Going to be really honest with you OP, and I will probably catch a lot of hate for this.
As much as people hype this career up to be a humanistic calling, and that you need to have a purpose for it, a passion, and whatever else people say you need to have to know this is the right career for you, I do not feel that those things are necessarily are true.
At the end of the day, this is a career that people choose for a lot of different reasons. Stability, pride, money, patients, experiences, etc, etc. Now, to be honest, this is very hard. There are a lot of really rough days, a lot of "WTF am I even doing here; all my friends have babies, wives, and houses." So, having passions, drives, "callings," makes it easier. It gives you something to look back on - or look forward to - to remind you why you are here, and what is keeping you going.
For me, it came down to coming from a poor, rural background and my mother having a chronic illness. Having the intelligence to do something no one else in my family could accomplish, the drive from my mother's illness, and the desire to change my family tree forever (aka get out of poverty), I chose medicine. But even now, I do not know if I "KNOW" I want to be a doctor. But I do know that being a doctor gives me all of the things I want out of a career, coupled with the fact that I get to change other peoples' lives for the better which is incredibly humbling.

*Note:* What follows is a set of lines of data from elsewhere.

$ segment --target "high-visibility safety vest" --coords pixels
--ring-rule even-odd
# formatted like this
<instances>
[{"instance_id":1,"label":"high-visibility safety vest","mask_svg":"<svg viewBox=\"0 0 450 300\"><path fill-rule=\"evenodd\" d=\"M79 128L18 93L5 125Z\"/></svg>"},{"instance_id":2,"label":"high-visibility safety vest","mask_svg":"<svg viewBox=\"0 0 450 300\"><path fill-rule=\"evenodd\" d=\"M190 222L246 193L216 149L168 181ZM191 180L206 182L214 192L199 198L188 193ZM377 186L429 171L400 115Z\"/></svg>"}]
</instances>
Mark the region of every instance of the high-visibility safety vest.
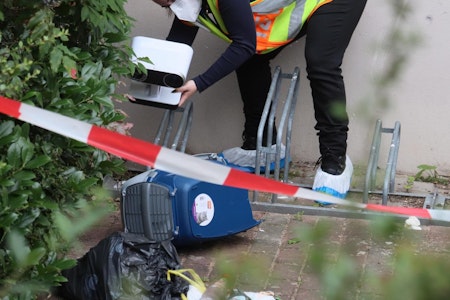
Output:
<instances>
[{"instance_id":1,"label":"high-visibility safety vest","mask_svg":"<svg viewBox=\"0 0 450 300\"><path fill-rule=\"evenodd\" d=\"M246 0L242 0L246 1ZM321 5L333 0L254 0L250 2L256 25L256 52L267 53L291 42L308 18ZM220 16L218 0L207 0L209 13L202 10L196 25L231 42Z\"/></svg>"}]
</instances>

Only you truly know why you want to do this, but I can tell you this. If you got into medical school, then you can get through medical school. You can do this. Its scary. I got accepted 6 days before school began, and had to move three states away in all of 2 days. Change is scary. Especially when you are looking down the barrel of a gun that very few people understand. But the people that are here, the people that have been through it, and will go through it with you, will always be there to help you. You can bank on that.